Em 1538, o cardeal italiano Sadoleto escreveu aos líderes de Genebra tentando persuadi-los a voltarem para a Igreja Católica Romana, depois que eles abraçaram os ensinamentos da reformada. Ele começou a carta com uma longa seção conciliatória sobre a preciosidade da vida eterna, antes de tratar das acusações contra a Reforma. Calvino escreveu a resposta ao Sadoleto em seis dias, no outono de 1539. Essa carta foi um dos seus primeiros escritos e espalhou seu nome como reformador por toda a Europa. Lutero leu a carta e disse: “Aqui está um escrito que tem mãos e pés. Alegro-me que Deus levante tais homens”.[1]

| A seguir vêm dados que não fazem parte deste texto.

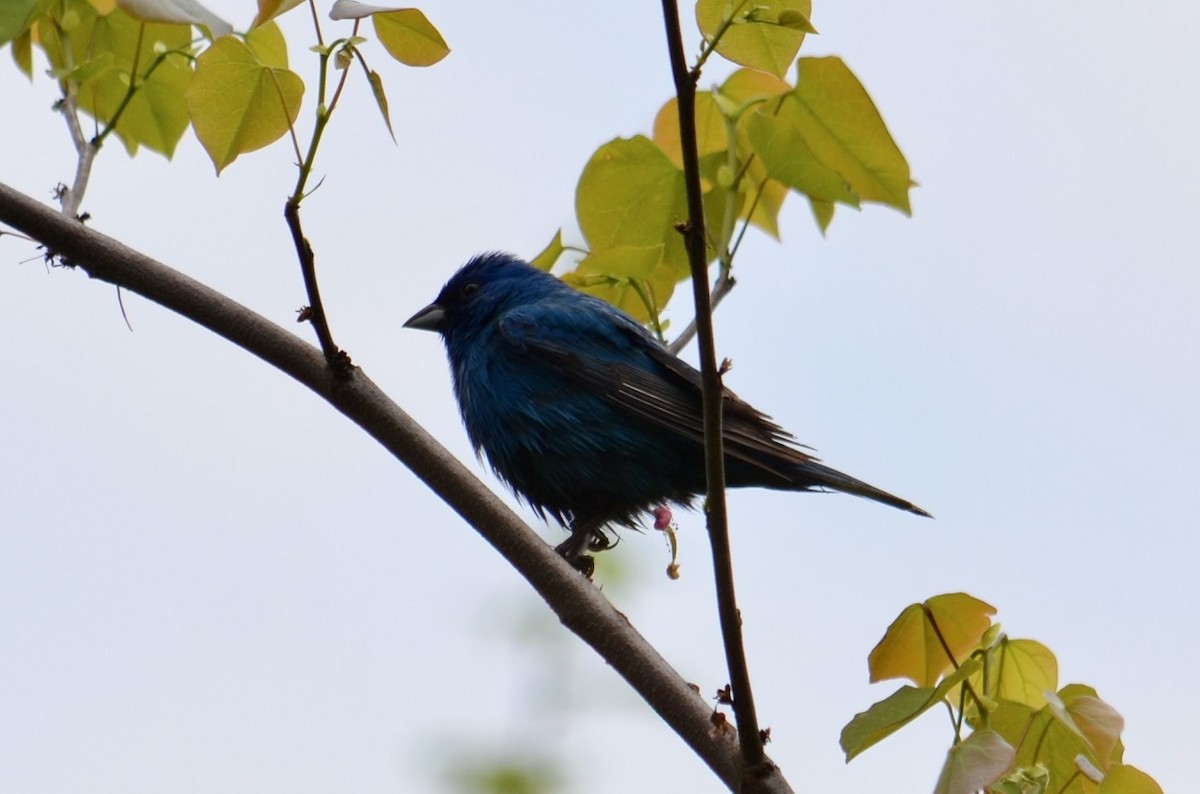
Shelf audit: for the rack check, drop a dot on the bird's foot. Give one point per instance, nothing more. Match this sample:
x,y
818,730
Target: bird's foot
x,y
586,540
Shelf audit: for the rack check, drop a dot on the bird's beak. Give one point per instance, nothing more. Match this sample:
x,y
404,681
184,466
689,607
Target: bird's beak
x,y
431,318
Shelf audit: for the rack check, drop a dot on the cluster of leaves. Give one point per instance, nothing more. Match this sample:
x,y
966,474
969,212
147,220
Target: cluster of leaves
x,y
147,70
1026,734
760,137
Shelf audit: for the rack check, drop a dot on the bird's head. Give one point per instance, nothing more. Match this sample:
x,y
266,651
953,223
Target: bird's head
x,y
480,292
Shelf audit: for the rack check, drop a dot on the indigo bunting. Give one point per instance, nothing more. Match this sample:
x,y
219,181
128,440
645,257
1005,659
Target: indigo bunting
x,y
586,415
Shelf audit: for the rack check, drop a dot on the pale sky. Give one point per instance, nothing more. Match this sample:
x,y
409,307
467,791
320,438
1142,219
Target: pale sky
x,y
209,581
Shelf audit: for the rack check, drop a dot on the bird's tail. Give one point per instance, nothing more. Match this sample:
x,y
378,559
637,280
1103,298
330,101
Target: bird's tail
x,y
822,476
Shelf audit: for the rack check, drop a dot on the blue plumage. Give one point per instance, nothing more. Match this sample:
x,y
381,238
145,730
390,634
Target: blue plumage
x,y
585,415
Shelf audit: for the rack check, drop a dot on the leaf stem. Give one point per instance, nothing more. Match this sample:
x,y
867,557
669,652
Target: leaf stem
x,y
755,765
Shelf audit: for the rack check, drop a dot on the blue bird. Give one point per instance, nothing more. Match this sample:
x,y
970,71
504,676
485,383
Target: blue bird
x,y
586,415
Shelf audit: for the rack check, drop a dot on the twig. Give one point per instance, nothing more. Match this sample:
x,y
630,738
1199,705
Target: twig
x,y
576,601
315,312
755,767
71,198
721,287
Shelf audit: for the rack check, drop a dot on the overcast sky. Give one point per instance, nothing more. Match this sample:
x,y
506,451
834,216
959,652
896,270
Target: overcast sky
x,y
209,581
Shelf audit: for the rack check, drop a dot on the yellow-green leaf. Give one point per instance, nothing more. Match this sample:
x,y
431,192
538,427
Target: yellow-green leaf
x,y
550,254
238,103
269,46
822,211
1128,780
269,10
844,130
897,710
23,53
711,134
975,763
17,17
1099,723
917,643
409,37
381,100
109,47
777,138
631,196
1021,671
763,34
631,278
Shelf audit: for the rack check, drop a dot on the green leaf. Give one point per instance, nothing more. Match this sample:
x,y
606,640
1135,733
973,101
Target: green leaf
x,y
778,140
631,278
1021,671
1090,717
108,47
550,254
23,53
711,136
913,647
1128,780
897,710
1051,740
765,35
409,37
844,130
269,46
822,211
17,17
631,196
381,100
238,103
975,763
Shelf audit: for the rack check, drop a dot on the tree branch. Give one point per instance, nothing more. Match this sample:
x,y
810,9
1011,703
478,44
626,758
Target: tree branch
x,y
577,602
755,767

O zelo incessante de Calvino em ilustrar a glória de Deus
A resposta de Calvino à Sadoleto é importante porque revela a raiz da discussão de Calvino com Roma, que determinaria sua vida inteira. A questão não foi, em primeiro lugar, sobre os pontos bem conhecidos da Reforma: a justificação, os abusos sacerdotais, transubstanciação, orações a santos e autoridade papal. Todos foram discutidos. Mas secundariamente, a questão fundamental para João Calvino, desde o início de sua vida até o fim, foi a questão da centralidade e supremacia e majestade da glória de Deus.[2]

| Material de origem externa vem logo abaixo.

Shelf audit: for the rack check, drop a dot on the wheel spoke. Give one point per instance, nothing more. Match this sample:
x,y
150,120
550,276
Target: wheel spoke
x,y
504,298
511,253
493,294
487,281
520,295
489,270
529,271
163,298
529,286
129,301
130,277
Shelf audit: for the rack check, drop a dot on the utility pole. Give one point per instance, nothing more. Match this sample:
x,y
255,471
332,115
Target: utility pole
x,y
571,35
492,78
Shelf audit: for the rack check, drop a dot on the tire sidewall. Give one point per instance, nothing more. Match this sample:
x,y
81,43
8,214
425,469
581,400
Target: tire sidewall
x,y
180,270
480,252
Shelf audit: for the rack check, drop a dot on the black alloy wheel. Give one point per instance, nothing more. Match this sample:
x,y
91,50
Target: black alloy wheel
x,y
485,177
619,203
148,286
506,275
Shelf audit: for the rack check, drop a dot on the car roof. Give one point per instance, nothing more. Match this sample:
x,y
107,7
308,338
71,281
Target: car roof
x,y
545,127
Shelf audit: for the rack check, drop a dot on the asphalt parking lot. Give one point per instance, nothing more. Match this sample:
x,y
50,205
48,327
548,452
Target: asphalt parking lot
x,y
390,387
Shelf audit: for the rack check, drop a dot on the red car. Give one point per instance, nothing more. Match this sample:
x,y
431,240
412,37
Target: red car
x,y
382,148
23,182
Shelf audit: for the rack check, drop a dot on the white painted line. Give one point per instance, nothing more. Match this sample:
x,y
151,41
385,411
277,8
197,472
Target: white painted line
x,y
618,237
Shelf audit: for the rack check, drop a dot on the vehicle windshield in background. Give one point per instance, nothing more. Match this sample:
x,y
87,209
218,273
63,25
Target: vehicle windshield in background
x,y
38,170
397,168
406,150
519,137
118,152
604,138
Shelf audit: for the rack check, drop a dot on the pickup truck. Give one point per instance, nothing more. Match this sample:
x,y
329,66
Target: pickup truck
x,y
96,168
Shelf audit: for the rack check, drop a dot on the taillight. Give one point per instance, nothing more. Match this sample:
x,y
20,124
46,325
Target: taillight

Aqui está o que Calvino disse ao cardeal: "[Teu] zelo por uma vida santa [é] um zelo que mantém um homem inteiramente devoto a si mesmo e não o desperta, em nenhum momento, a santificar o nome de Deus". Em outras palavras, mesmo a verdade preciosa a respeito da vida eterna pode ser bastante distorcida e deslocar Deus do centro e do alvo. Esta era a principal contenda de Calvino com Roma. Isso sempre aparece em seus escritos. Ele continua e diz a Sadoleto o que ele deveria fazer — e o que Calvino almeja fazer toda sua vida — "colocar à frente [do homem], como motivo primordial de sua existência, zelo para demonstrar a glória de Deus".
O significado essencial da vida de João Calvino e sua pregação é que ele recuperou e personificou uma paixão pela realidade absoluta da majestade de Deus. Benjamin Warfield disse sobre Calvino, “Nenhum homem jamais teve um sentido mais profundo de Deus do que ele”.[3]

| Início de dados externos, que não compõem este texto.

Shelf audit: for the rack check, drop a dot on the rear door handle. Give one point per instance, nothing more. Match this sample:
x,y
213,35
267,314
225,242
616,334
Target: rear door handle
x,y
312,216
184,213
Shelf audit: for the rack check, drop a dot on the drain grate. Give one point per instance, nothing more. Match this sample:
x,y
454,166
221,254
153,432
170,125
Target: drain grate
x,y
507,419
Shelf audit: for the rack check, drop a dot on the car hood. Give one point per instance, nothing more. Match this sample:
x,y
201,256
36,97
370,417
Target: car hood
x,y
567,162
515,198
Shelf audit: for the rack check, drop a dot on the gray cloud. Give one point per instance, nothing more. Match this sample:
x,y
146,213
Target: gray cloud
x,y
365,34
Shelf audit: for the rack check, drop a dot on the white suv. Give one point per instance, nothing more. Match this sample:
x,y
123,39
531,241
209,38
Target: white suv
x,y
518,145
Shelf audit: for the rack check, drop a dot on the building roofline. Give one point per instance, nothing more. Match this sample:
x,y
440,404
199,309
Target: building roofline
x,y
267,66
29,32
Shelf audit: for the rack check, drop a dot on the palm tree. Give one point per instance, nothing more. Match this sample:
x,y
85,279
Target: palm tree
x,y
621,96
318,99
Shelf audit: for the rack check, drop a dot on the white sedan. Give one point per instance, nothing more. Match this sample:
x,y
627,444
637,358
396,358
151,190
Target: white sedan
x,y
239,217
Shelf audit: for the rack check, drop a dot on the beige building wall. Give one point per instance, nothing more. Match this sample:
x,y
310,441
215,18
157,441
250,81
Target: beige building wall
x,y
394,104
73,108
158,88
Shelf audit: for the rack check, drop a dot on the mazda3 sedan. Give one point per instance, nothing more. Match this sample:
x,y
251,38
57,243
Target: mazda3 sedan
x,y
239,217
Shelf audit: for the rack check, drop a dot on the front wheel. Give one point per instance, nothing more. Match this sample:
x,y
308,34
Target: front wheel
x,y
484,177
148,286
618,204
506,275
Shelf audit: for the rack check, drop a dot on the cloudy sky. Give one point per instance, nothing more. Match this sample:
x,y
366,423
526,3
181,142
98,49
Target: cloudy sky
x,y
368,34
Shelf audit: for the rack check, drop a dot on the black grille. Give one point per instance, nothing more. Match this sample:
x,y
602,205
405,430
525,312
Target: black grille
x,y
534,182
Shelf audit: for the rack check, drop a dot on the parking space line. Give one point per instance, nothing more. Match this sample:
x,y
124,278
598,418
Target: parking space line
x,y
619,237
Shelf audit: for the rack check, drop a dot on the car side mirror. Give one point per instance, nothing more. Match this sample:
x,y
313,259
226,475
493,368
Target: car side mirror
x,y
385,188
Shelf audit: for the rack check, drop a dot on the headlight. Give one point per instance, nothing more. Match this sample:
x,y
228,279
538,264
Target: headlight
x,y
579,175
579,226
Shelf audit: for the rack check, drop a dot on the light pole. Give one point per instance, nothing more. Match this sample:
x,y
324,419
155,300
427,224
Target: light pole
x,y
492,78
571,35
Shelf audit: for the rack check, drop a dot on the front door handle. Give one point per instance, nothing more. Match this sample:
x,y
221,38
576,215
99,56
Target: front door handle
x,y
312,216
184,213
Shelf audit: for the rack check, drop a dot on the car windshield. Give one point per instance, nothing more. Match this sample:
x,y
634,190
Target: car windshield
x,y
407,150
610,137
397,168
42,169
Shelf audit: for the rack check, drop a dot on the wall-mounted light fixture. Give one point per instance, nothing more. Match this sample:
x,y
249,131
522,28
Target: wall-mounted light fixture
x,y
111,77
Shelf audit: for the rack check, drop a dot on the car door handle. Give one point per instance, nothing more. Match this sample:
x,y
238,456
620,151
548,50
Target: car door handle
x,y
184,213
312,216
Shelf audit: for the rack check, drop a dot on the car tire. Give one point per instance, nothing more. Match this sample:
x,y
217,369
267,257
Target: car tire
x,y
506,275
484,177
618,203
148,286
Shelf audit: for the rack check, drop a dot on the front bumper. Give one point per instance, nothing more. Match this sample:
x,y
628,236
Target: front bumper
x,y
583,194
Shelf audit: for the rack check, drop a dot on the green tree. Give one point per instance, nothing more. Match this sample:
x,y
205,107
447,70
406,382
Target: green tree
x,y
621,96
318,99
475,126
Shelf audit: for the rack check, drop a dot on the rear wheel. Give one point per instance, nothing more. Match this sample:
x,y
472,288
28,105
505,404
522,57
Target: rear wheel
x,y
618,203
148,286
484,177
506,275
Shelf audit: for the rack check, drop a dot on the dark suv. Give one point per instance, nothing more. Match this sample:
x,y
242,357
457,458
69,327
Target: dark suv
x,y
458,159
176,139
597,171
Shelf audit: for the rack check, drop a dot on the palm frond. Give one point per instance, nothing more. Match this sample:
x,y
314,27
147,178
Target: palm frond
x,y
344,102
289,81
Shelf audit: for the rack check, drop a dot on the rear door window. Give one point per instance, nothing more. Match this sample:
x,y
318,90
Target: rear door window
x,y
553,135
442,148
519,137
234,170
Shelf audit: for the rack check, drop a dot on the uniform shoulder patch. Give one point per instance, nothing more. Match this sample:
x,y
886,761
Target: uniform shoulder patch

Geerhardus Vos, estudioso do Novo Testamento de Princeton, fez esta pergunta em 1981: “Porque é que a teologia reformada foi capaz de compreender a plenitude da Escritura ao contrário de qualquer outro ramo do cristianismo? Ele respondeu: Porque a teologia reformada pegou das Escrituras a sua ideia central e raiz mais profunda... Esta ideia ou raiz que serviu de chave para abrir os tesouros das Escrituras foi a preeminência da glória de Deus na consideração de tudo o que foi criado.”[4] Foi essa orientação implacável pela glória de Deus que deu coerência à vida de João Calvino e à tradição reformada. Vos disse que o “slogan abrangente da fé reformada foi este: a obra da graça no pecador é um espelho da glória de Deus”. Espelhar a glória de Deus foi o sentido da vida de João Calvino e seu ministério.[5]
Quando Calvino estava concluindo à questão da justificação em sua resposta à Sadoleto, ele disse, “você... aborda sobre a justificação pela fé, como o assunto mais agudo da controvérsia entre nós... Onde quer que esse conhecimento seja retirado, a glória de Cristo é extinta”. Então, aqui, novamente, podemos ver o que é fundamental. A justificação pela fé é crucial. Mas há uma razão mais profunda por isso que é crucial. A glória de Cristo está em jogo. Onde quer que o conhecimento da justificação seja tirado, a glória de Cristo é extinta. Este é sempre o mais profundo problema para Calvino. Como a verdade e o comportamento “ilustram a glória de Deus”?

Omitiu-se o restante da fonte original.